All this said, what should the future of engineering education look like, considering these generalized student demographics?

  1. I strongly believe in promoting programs like First Robotics in high schools, as well as all sorts of shop classes. None of these programs are controversial, and a class in auto mechanics can offer that brain/hand integration I discuss in this piece on the Neurobiology of Education and Critical Thinking.
  2. Engineering programs will always have a bias toward kids on the autism spectrum, as most early engineering consists of Legalistic/Absolutistic v-Meme rule following. I think that all potential students in high schools should practice more in team-based collaborative environments, with less emphasis on grades and more on production.
  3. Math will remain a weakness, but the way we teach math currently is wildly atrocious. If we would take a socialized approach toward teaching math, we’d likely see far more comprehension. A revolution is required in our pedagogy, based on students co-teaching students.
  4. One of the things that seems to be very difficult for people involved in educational development to understand is that young people lack the ability to engage in cross-paradigmatic and analogic thinking. The real fix for this is more interaction where students are shown manufacturing and engineering environments, as well as meaningful examples of how technology uses the various classical disciplines (math, physics, social sciences) early on.
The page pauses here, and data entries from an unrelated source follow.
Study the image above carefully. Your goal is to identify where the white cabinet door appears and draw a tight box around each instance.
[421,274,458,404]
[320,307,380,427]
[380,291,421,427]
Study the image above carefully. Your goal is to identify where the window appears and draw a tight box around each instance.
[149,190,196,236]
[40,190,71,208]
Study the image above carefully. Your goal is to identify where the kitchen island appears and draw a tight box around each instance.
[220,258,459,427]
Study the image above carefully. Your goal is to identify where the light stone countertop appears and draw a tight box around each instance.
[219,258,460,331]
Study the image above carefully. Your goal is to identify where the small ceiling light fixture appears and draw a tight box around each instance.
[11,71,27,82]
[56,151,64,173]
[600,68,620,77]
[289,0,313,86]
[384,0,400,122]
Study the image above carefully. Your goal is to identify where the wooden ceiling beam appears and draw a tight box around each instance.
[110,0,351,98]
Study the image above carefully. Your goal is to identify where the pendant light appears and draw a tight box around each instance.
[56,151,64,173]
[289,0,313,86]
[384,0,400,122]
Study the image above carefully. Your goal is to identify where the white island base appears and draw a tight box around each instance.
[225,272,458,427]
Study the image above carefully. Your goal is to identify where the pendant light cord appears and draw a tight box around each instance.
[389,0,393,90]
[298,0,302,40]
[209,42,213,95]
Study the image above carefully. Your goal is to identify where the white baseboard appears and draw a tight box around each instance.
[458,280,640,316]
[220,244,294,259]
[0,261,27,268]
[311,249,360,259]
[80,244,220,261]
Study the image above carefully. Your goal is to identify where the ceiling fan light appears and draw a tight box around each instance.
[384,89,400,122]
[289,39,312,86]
  5. There should be far more summer camps for engineering and pre-engineering students. There will be no transformation of local educational systems in the near future. Some level of compensation could be achieved with these camps.
  6. Design and problem-solving methodologies should be included in all college levels of engineering. It would amaze people if they knew the proportion of analysis vs. synthesis/design in a contemporary engineering curriculum. We don’t have students build anything except nonsense simulacra of physical principles in most of our lower-level classes. Such a deficit must come to an end.
  7. We are going to have to have some classes on social skills and behaviors. Kids do not know how to manage mentoring relationships, or basic public etiquette. It’s not that they’re running down the block naked. But performance environments very quickly pick up on cues for like-minded individuals, and will exclude those that cannot deliver those cues. We can practice some of this in labs. At the same time, they would also benefit from being directly addressed.

It may surprise some subset of individuals outside the Sausage Factory that these obvious things (they seem obvious to me, at least) are not being done. But they aren’t. And if we have any intention of fixing our technical education pipeline, we are going to have to become student-focused. Right now, we sure aren’t.